You have a common generator failure, nothing more. The problem is though, it's acting up intermittently so any testing has to be done while the problem is occurring.
This has nothing to do with the inspection. GM generators have a very high failure rate, and it's just a coincidence whatever took place just before that last failure occurred. It is just as likely for this to occur right after stopping for gas, right after passing a car, right after getting the oil changed, or right after spilling your coffee in the front seat.
There's two things you need to understand. The first is the "Battery" warning light does not mean the battery is bad. It means the battery is not being recharged by the generator while you're driving. Replacing the battery will only get you going again until that one runs down, which will take less than a half hour, less if you have to restart the engine numerous times, and even less if you run the heater, lights, radio, and any other electrical things.

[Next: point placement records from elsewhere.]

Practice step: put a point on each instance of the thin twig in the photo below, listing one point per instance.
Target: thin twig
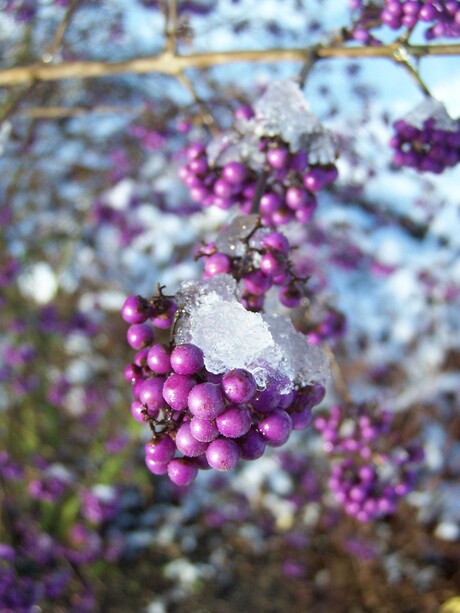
(57, 112)
(206, 115)
(339, 378)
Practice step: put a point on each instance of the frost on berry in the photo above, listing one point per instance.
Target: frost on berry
(427, 139)
(276, 351)
(272, 160)
(230, 381)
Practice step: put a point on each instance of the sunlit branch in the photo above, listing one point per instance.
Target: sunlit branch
(58, 112)
(339, 378)
(170, 64)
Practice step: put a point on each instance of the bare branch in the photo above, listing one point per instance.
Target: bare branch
(173, 65)
(57, 112)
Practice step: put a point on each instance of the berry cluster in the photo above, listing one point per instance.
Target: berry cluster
(273, 161)
(260, 259)
(283, 189)
(372, 473)
(444, 17)
(199, 419)
(427, 139)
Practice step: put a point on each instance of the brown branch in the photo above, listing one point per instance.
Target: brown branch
(57, 112)
(339, 378)
(173, 65)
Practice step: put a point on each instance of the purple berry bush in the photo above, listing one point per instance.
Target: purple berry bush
(229, 297)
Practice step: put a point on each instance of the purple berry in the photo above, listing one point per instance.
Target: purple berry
(239, 386)
(135, 310)
(176, 390)
(203, 429)
(158, 359)
(234, 173)
(160, 451)
(157, 468)
(276, 428)
(187, 444)
(187, 359)
(223, 454)
(138, 411)
(139, 336)
(151, 393)
(165, 319)
(206, 400)
(278, 157)
(182, 471)
(252, 445)
(234, 422)
(217, 264)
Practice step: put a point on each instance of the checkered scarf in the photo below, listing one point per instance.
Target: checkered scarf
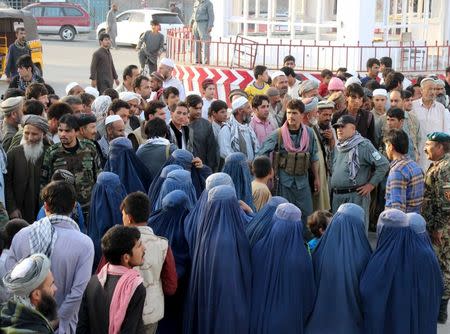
(43, 234)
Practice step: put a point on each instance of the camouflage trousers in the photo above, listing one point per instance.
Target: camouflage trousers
(443, 255)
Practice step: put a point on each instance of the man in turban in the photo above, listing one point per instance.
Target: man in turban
(33, 305)
(24, 170)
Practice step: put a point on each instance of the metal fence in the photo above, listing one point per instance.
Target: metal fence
(240, 52)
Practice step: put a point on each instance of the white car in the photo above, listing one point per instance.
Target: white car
(131, 24)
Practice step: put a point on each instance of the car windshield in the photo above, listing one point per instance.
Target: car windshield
(167, 19)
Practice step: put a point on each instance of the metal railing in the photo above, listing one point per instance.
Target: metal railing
(240, 52)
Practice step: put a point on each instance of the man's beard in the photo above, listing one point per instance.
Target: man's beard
(48, 307)
(32, 151)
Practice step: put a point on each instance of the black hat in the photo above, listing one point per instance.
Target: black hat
(86, 119)
(344, 120)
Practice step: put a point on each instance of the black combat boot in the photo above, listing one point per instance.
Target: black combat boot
(442, 318)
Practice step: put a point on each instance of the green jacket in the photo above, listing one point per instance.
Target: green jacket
(84, 164)
(16, 318)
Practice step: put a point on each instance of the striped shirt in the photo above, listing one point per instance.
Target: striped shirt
(405, 186)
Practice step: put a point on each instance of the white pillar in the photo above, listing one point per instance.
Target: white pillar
(222, 11)
(358, 27)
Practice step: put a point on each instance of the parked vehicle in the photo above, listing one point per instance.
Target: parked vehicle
(10, 19)
(131, 24)
(60, 18)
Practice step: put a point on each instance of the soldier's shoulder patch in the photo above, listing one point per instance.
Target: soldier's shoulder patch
(376, 155)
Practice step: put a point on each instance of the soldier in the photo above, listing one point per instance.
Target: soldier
(202, 22)
(354, 157)
(295, 151)
(436, 207)
(79, 156)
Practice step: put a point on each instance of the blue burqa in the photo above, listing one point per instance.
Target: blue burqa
(107, 195)
(339, 260)
(401, 287)
(220, 286)
(283, 288)
(192, 220)
(155, 187)
(184, 158)
(262, 222)
(181, 180)
(123, 161)
(236, 166)
(168, 222)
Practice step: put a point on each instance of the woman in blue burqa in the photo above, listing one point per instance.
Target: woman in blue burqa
(220, 286)
(123, 161)
(107, 195)
(199, 171)
(195, 215)
(283, 288)
(236, 166)
(262, 222)
(155, 187)
(168, 222)
(181, 180)
(339, 260)
(401, 287)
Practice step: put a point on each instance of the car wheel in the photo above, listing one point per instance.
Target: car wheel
(67, 34)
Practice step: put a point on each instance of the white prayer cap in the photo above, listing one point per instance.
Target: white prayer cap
(70, 86)
(352, 80)
(168, 62)
(93, 91)
(128, 96)
(380, 92)
(112, 118)
(277, 74)
(427, 79)
(239, 103)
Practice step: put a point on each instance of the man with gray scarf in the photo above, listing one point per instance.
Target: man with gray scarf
(70, 251)
(352, 178)
(33, 305)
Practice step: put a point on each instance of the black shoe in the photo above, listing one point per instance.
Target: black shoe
(442, 318)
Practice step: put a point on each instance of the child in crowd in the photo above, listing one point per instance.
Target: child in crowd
(317, 223)
(263, 172)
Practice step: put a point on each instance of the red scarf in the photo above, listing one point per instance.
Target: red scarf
(125, 288)
(287, 141)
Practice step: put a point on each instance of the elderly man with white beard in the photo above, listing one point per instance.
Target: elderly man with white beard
(24, 170)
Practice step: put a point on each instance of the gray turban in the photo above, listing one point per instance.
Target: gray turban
(27, 275)
(38, 121)
(307, 86)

The second thing relates to this generator. Due to its design, starting with '87 models, these generators develop a lot of huge voltage spikes that can damage its internal diodes and voltage regulator, and interfere with computer sensor signals. The battery is the key component in damping and absorbing those spikes, but as it ages and lead flakes off the plates, it loses its ability to do that. It is real common to go through four to six replacement generators in the life of the vehicle. To reduce the number of repeat failures, replace the battery at the same time unless it is less than about two years old. You already have the new battery, but it's almost certain the fix will be to replace the generator.